Ничего не смог я рассказать и о самых близких родственниках своего героя. В ссылку 1908 года в Архангельскую губернию Самойлович отправился вместе с женой Марией Ивановной Щепкиной, землячкой-ростовчанкой, с которой только что сочетался браком. Она для этого сознательно перешла в чуждую ей евангелически-лютеранскую веру, чтобы по тогдашним законам иметь право выйти замуж за иудея. (Через десять лет этот эпизод весьма причудливо повторился.)

В ссылке на берегах таежной Пинеги, а позже в Архангельске, Самойлович усердно занимался изучением геологии края, а также уже вошедшей в его плоть и кровь революционной деятельностью. Вечерами у них с Марией Ивановной собирались ссыльнопоселенцы (среди них был Александр Грин), бурно спорили, тихо пели. У хозяина был красивый баритон, и он часто солировал в благотворительных концертах в пользу «политических» (опустим неизбежные мысли о степени свободы в царской России того времени, когда полит-ссыльный официально оказывал денежную помощь коллегам-политическим!). Позже профессор Самойлович не раз говорил близким, что если бы не Север, он непременно сделался бы профессиональным певцом. Но Север уже успел овладеть его воображением, из «северянина поневоле» превратил в северянина по призванию, в северянина навсегда. Это, надо сказать, происходило со многими русскими революционерами.
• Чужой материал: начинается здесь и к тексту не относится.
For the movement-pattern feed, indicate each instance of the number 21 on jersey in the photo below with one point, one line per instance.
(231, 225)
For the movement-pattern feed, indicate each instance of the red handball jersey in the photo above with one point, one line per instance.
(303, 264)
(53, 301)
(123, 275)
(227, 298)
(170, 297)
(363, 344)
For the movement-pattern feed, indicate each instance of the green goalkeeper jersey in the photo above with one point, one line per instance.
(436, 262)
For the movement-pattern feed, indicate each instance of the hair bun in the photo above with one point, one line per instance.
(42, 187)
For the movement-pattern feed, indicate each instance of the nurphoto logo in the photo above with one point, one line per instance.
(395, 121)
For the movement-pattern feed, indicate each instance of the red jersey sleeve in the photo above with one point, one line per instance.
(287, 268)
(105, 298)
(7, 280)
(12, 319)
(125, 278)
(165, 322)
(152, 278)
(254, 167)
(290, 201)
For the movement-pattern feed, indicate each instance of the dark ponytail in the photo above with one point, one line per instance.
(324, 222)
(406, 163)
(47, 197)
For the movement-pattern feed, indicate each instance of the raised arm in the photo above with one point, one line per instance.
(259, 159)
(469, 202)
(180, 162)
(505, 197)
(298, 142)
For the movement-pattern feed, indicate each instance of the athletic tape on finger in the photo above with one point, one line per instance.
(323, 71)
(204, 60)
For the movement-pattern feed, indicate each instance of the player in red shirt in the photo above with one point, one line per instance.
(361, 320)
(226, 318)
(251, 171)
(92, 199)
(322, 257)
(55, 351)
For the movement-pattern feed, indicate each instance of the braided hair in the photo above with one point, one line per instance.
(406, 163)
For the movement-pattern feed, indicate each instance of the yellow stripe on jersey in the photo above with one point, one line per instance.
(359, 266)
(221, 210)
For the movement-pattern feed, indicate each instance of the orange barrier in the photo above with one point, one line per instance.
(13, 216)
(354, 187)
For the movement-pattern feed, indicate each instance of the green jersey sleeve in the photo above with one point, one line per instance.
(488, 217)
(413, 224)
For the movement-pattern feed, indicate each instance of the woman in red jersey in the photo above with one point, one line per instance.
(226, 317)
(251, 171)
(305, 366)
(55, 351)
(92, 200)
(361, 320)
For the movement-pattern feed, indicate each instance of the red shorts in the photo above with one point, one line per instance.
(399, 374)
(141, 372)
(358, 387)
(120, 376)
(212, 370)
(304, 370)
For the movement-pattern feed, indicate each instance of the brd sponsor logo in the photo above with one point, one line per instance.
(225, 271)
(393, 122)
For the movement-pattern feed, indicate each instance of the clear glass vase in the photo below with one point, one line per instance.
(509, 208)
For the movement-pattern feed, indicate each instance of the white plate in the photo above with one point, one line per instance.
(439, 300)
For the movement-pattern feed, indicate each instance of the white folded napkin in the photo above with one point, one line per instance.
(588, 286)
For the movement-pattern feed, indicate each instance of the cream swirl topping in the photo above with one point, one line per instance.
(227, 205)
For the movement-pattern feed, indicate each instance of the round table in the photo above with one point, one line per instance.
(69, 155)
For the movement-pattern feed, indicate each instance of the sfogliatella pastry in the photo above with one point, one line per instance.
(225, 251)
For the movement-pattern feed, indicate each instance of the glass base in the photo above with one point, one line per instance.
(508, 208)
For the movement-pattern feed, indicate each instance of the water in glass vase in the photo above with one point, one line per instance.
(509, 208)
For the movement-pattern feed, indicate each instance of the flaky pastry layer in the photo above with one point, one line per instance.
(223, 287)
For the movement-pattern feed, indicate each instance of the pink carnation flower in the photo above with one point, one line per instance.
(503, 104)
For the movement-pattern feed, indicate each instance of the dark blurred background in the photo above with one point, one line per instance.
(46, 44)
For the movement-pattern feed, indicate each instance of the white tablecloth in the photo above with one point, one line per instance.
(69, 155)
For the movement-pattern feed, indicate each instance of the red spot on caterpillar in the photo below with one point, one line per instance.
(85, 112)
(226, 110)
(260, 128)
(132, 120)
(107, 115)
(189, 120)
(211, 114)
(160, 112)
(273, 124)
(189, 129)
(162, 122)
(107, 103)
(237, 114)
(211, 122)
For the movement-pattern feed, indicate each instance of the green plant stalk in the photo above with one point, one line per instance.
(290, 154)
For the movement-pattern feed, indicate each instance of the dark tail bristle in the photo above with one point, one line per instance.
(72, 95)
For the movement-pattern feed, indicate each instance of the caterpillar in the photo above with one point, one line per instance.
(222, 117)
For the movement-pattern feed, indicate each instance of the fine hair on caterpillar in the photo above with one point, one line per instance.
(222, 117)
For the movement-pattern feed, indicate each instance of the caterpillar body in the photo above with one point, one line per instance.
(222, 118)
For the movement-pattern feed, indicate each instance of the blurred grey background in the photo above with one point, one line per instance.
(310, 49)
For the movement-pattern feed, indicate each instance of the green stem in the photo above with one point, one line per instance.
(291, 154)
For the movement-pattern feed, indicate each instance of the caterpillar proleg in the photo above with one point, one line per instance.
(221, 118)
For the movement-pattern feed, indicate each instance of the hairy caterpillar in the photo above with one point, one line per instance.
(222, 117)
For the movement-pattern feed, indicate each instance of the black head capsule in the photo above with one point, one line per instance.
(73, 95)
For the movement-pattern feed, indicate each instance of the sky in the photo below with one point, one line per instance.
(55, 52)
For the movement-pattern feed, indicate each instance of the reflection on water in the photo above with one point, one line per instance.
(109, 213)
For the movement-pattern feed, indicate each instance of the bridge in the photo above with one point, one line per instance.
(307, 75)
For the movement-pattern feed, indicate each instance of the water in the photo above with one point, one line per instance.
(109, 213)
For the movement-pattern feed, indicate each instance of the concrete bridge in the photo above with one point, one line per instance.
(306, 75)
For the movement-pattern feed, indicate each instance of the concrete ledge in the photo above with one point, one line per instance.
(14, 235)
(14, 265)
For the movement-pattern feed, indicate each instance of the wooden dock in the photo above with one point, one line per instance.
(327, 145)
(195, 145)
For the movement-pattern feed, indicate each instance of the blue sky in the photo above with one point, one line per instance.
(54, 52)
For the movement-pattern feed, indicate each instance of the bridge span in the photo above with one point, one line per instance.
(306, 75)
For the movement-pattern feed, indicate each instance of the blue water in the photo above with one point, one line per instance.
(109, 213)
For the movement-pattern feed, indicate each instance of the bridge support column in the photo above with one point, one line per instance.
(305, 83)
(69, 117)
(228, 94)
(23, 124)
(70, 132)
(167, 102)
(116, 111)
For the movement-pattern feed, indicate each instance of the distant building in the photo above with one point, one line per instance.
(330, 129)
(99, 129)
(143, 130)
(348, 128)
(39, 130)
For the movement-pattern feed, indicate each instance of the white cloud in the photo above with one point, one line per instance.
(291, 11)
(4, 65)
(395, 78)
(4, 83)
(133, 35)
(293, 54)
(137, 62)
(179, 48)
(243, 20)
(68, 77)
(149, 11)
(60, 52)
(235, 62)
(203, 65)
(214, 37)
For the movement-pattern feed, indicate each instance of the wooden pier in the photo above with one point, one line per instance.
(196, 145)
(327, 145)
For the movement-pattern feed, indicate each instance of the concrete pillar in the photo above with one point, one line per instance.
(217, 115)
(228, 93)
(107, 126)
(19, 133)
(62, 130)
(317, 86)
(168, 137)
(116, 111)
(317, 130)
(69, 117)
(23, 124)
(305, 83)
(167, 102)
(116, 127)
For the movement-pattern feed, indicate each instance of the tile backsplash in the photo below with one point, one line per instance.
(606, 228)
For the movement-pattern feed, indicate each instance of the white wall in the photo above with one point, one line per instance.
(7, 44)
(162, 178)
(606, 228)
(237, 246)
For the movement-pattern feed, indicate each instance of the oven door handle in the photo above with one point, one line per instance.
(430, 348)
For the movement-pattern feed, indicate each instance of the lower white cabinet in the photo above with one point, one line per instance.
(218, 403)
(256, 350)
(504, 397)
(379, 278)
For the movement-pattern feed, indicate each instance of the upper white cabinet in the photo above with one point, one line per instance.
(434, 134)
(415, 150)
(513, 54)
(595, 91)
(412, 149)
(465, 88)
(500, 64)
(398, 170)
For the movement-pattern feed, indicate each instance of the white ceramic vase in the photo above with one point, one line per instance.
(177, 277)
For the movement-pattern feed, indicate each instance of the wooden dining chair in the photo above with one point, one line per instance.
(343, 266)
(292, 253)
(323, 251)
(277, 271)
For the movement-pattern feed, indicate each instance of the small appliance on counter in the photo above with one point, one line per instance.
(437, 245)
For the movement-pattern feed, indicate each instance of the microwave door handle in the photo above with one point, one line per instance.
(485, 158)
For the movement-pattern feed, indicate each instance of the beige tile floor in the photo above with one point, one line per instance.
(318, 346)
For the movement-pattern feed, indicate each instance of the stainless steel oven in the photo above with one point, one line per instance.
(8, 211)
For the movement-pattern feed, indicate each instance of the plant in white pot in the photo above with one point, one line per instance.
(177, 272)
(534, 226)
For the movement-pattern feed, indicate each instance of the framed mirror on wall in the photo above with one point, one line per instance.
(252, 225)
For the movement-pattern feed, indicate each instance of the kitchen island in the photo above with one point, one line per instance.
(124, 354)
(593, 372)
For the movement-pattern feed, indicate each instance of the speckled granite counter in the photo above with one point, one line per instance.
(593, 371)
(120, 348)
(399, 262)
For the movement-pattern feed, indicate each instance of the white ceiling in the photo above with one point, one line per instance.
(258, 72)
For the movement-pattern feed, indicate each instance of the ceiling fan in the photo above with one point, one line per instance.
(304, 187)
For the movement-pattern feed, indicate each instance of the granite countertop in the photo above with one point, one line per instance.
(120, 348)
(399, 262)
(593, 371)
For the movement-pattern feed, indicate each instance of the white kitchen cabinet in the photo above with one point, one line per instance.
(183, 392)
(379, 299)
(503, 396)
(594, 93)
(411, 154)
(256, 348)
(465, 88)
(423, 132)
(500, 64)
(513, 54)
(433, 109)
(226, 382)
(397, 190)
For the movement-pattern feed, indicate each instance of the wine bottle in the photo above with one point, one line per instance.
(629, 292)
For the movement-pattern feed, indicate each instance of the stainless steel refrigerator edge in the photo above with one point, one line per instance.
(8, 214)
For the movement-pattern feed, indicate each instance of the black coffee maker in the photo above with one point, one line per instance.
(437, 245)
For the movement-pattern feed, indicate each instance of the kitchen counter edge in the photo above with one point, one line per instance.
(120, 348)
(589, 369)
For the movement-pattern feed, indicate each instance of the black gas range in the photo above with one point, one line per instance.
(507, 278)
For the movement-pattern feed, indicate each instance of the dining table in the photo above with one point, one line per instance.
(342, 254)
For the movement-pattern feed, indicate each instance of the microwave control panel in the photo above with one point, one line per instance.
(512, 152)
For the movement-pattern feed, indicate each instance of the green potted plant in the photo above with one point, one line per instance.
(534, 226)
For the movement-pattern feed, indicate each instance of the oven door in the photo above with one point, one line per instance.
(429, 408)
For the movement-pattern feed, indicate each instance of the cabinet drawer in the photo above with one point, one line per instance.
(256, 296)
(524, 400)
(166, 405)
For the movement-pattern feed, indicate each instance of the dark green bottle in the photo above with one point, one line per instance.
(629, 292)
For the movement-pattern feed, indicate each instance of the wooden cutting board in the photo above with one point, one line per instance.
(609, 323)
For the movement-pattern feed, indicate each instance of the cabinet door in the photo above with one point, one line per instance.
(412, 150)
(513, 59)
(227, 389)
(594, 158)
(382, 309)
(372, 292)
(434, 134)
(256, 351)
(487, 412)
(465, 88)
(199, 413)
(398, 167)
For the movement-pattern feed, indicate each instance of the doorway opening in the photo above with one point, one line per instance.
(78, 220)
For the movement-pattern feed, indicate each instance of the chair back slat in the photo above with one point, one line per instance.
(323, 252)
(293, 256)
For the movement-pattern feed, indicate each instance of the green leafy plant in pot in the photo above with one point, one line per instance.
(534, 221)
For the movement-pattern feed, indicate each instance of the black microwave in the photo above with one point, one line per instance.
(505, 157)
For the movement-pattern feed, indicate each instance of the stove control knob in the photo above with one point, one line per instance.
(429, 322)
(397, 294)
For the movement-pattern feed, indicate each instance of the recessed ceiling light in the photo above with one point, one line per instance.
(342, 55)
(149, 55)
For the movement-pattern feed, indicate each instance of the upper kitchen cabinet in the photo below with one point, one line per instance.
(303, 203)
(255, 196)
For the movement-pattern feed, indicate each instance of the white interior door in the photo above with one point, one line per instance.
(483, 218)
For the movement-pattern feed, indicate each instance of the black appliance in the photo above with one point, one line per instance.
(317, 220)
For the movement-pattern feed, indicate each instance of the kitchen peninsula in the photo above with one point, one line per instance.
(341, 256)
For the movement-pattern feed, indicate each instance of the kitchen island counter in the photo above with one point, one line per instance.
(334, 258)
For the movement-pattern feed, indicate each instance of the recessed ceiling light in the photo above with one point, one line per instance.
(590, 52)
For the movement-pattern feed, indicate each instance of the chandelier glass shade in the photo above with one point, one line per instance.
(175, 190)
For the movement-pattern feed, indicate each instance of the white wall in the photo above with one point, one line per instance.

Вышло так, что Самойловичи поселились в архангельском доме, в котором жил другой «северянин поневоле» — известный полярный геолог и революционер, участник и руководитель нескольких экспедиций на Новую Землю, дальновидный ученый, пророчивший освоение Великого Северного морского пути, борец за равноправие малых северных народностей, Владимир Александрович Русанов. Встреча с ним решила и определила дальнейшую судьбу Рудольфа Лазаревича.